Beispiel Café oder Restaurant: Wenn dem Gast ein Bild oder Accessoire nicht gefällt, kann er den Blick abwenden oder an der anderen Seite des Tisches Platz nehmen – weghören kann er nicht! Hier hilft es jedoch oft, etwas Mut zu fassen und das Personal um einen leiseren Hintergrund zu bitten. Natürlich macht auch in diesem Fall der Ton die Musik. Diesem Wunsch, freundlich, aber bestimmt vorgetragen, kommen die meisten Betreiber gern nach. Und die anderen Gäste vermissen gar nichts.

Ihren Höhepunkt erreicht die Beschallung allüberall jedes Jahr in der (Vor)weihnachtszeit. „Stille Nacht“ wird konterkariert, zum ohnehin schon vorhandenen Geschenkekaufstress kommt noch an jeder Ecke anders tönende (oder dröhnende?) Musikberieselung hinzu. Draußen ist der singende, klingende Weihnachtsmarkt – drinnen vernimmt man von Shop zu Shop wechselnde Musik von Techno bis „Jingle Bells“ in Dauerschleife. Allerdings hat man als Kunde bzw. Gast immerhin die Chance, den Ort des unerwünschten Getöns nach einer gewissen Zeit wieder zu verlassen. Manch einer entwickelt eine besondere Strategie und wird zum Schnelleinkäufer, der Zettel wird in Windeseile abgearbeitet und dann geht’s sofort wieder nach Hause. Im Gegensatz dazu muss das Verkaufs- und Servicepersonal ausharren, es ertragen. Arbeitsplatzvorschriften sehen hier vor, dass der Lärm in den Shops 70 Dezibel (dB) nicht überschreiten darf, bei reiner Musik sollte bereits bei 64 dB Schluss sein.

Was schon für viele „normale“ Bürger eine Zumutung ist, der Einfluss von Lärm hat gesundheitliche Folgen von der Erhöhung des Blutdrucks und der Herzfrequenz bis zum negativen Stress, wird für die hochsensibel auf Geräusche Reagierenden – das sind immerhin 15 bis 20 Prozent der Bevölkerung – zur echten Nervenprobe. Ihnen helfen scheinbar gut gemeinte Ratschläge wie „Hab dich nicht so“ oder „Da kannst du doch einfach drüber weghören“ leider nichts. Darüber hinweghören, das würden sie so gerne – aber sie können es nicht, weil ihnen der dazu nötige Filter im Kopf fehlt. Es ist also kein böser Wille, wenn sie geräuschempfindlich sind und sich unwohl fühlen.
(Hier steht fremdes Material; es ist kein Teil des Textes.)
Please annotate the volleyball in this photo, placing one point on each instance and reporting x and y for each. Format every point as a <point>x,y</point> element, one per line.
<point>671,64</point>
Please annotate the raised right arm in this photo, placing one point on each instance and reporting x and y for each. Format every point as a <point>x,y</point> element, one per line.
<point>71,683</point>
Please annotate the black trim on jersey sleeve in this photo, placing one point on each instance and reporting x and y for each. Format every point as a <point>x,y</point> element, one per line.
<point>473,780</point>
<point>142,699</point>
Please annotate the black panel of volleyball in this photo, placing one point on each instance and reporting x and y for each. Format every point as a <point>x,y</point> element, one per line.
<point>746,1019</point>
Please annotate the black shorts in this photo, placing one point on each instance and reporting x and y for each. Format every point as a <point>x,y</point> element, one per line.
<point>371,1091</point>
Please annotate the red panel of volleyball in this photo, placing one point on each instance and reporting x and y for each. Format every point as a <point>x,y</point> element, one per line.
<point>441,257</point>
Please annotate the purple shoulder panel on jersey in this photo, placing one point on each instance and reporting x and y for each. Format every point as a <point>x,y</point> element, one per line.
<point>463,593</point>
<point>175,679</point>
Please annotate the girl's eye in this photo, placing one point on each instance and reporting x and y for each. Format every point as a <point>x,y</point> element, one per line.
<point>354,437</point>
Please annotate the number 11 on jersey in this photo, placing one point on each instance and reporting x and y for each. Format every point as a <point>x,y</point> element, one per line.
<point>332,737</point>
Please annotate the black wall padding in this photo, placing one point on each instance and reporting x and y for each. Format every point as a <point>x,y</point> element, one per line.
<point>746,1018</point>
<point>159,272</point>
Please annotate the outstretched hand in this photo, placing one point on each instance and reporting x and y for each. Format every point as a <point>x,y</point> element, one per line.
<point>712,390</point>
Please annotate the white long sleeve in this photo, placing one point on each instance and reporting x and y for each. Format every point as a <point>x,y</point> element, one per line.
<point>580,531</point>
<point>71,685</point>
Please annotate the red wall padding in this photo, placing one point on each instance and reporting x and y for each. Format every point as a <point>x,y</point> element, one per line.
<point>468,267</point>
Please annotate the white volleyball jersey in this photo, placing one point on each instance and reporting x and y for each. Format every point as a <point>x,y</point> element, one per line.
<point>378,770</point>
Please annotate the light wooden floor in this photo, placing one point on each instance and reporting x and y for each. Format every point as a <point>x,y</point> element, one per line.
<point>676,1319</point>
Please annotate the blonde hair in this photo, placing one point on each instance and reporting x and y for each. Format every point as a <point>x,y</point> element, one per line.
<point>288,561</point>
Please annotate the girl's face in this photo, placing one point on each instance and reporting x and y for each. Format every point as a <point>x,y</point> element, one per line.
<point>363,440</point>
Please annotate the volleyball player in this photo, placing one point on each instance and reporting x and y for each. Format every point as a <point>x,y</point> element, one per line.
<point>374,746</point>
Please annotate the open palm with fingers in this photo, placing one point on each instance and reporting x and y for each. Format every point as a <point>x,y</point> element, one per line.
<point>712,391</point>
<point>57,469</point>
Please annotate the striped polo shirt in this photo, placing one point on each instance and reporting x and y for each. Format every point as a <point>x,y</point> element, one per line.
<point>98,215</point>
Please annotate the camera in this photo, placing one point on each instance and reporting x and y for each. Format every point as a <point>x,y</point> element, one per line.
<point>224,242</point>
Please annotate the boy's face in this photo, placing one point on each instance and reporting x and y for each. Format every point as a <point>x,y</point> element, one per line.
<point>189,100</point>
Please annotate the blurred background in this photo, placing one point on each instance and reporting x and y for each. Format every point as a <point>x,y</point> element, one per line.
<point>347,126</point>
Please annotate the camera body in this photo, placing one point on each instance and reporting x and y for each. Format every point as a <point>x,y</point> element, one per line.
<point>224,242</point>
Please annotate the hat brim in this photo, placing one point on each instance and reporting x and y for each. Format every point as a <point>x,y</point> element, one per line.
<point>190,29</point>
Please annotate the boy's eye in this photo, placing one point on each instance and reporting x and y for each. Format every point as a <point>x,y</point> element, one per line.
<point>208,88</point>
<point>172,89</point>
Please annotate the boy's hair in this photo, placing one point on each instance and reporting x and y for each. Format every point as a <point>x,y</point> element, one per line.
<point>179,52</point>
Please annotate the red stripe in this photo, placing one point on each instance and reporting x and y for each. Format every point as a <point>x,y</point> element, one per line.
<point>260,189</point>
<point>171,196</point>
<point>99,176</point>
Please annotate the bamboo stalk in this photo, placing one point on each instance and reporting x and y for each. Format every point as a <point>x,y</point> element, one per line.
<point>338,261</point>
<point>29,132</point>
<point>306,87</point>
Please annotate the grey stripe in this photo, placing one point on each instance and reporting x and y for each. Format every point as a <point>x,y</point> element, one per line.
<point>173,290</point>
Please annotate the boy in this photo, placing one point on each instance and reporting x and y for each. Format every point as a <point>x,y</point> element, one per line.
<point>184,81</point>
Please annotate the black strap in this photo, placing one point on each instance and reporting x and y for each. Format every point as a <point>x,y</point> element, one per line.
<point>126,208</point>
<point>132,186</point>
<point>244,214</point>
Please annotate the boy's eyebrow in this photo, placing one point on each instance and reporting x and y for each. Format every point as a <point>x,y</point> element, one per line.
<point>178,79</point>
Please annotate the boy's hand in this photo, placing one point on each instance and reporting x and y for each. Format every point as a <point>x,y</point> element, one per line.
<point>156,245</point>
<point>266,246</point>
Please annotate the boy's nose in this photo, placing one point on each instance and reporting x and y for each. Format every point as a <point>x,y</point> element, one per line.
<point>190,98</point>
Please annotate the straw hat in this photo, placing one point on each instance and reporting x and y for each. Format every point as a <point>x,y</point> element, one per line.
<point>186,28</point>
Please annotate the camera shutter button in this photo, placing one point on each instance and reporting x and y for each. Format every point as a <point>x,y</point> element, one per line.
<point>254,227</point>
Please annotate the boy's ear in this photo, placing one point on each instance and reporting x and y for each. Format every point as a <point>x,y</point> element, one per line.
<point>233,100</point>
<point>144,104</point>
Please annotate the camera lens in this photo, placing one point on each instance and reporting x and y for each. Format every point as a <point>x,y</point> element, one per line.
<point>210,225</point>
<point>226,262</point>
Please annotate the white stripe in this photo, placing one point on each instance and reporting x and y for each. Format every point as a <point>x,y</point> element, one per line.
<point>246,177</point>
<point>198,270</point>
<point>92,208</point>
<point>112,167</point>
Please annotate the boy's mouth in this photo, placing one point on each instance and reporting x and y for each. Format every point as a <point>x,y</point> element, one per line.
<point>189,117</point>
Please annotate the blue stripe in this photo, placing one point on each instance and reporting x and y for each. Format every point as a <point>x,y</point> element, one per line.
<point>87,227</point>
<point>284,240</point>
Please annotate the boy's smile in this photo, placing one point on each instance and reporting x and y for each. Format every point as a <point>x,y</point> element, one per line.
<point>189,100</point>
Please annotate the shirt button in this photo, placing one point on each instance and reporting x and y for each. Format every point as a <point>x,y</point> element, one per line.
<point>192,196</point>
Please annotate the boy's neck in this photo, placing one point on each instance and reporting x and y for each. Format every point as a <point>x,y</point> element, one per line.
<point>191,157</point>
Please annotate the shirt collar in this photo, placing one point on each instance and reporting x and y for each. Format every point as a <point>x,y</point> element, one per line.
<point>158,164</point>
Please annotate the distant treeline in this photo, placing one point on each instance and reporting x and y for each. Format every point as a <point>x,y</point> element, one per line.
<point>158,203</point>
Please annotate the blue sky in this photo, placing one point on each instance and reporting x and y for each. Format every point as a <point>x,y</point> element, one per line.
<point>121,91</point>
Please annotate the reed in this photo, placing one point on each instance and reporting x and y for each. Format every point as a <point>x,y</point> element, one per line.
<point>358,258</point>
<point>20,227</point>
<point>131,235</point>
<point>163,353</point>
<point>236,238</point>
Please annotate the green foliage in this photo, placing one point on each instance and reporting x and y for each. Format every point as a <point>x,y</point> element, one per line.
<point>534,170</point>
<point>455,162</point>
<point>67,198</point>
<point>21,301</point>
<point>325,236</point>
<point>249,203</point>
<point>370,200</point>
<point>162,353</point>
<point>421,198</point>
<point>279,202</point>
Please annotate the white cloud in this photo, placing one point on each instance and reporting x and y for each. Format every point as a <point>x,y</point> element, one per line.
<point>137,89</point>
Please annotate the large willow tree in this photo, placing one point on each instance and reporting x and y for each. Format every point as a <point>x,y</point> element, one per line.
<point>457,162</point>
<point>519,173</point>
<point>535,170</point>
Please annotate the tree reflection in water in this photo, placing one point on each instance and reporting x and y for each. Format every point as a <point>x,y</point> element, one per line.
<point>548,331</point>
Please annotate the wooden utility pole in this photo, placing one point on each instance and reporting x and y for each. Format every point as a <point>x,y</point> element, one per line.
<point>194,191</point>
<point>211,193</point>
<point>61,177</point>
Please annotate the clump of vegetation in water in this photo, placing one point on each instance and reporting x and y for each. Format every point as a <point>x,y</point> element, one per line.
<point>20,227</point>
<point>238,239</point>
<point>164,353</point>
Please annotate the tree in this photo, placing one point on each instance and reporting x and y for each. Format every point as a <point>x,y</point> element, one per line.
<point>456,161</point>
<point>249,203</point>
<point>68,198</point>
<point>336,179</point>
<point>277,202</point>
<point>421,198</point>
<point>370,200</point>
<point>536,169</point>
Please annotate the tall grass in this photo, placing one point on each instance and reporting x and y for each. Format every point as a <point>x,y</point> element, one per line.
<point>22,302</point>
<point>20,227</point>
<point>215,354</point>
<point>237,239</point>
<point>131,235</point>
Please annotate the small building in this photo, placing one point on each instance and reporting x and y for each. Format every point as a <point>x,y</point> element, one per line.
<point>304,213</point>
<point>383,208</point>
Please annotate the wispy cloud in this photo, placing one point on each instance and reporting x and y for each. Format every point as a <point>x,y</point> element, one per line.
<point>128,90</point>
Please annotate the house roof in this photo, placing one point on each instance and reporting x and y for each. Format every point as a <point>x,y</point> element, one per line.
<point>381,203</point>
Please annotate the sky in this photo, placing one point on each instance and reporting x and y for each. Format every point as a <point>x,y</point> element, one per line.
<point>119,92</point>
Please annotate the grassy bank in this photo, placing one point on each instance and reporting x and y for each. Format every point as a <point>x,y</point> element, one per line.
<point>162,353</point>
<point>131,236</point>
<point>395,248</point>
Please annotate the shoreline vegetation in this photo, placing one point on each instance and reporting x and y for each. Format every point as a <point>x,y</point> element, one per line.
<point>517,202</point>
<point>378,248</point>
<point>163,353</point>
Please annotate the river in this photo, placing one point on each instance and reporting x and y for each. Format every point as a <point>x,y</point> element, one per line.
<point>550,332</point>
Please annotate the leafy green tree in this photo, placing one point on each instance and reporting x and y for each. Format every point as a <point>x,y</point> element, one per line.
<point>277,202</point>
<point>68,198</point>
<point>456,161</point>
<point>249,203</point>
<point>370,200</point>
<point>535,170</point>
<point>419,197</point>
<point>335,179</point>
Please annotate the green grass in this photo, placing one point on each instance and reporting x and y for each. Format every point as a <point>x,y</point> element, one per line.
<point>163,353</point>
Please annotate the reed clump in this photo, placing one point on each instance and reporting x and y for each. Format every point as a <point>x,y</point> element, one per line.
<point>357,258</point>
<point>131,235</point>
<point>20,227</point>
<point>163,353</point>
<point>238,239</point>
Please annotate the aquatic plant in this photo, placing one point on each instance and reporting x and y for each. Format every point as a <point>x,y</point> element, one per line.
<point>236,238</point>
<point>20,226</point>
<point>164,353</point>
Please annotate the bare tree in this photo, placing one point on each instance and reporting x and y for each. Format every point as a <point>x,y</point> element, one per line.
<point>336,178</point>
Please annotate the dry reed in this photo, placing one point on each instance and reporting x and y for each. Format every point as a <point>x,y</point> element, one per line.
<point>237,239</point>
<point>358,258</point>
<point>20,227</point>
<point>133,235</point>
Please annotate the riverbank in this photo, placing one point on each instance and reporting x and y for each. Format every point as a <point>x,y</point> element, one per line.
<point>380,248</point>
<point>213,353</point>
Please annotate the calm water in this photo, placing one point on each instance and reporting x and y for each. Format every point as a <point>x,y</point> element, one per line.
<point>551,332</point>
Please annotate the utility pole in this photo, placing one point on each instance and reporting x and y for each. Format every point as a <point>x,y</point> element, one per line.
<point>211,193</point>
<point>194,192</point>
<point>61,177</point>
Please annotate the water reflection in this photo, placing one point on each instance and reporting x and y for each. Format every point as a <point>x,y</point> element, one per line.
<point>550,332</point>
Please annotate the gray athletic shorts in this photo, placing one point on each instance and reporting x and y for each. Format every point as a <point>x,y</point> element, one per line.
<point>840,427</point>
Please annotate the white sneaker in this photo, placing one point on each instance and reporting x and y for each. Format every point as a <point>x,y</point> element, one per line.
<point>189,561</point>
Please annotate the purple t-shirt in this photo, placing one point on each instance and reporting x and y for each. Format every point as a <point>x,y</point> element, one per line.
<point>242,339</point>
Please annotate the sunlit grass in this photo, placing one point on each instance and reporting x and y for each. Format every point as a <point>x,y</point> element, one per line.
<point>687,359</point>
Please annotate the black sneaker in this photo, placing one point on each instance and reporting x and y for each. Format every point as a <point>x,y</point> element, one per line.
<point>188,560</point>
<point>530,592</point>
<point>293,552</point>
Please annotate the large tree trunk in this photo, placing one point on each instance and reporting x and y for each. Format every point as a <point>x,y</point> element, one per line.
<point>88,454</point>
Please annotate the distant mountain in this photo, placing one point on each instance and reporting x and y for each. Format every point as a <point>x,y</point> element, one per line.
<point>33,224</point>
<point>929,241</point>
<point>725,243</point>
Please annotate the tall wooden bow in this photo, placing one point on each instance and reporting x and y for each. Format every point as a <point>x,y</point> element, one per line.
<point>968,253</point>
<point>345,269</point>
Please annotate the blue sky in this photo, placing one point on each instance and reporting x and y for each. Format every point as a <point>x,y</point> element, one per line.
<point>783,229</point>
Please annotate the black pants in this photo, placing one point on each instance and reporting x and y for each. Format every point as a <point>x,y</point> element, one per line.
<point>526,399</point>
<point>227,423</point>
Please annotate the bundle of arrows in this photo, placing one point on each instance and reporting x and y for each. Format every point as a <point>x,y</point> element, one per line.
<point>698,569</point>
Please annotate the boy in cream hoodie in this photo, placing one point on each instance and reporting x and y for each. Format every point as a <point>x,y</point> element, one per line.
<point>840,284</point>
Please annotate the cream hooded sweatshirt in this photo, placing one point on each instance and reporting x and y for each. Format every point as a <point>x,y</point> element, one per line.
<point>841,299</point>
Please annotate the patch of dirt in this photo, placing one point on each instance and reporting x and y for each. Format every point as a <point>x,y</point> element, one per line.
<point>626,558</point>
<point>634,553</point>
Seit einigen Jahren kümmert sich der Verein „LautsprecherAUS!“, dem u. a. Prominente wie Dieter Hallervorden, Ranga Yogeshwar oder Justus Frantz angehören, um die Sorgen und Nöte von Lärmgeplagten. Er fordert die „Anerkennung des Rechts auf Ruhe im öffentlichen Raum“. Auf der Internetseite findet man neben vielen weiteren Informationen Restaurants in Deutschland und weltweit aufgelistet, die ihren Gästen ein ruhiges Einnehmen der Mahlzeiten ermöglichen.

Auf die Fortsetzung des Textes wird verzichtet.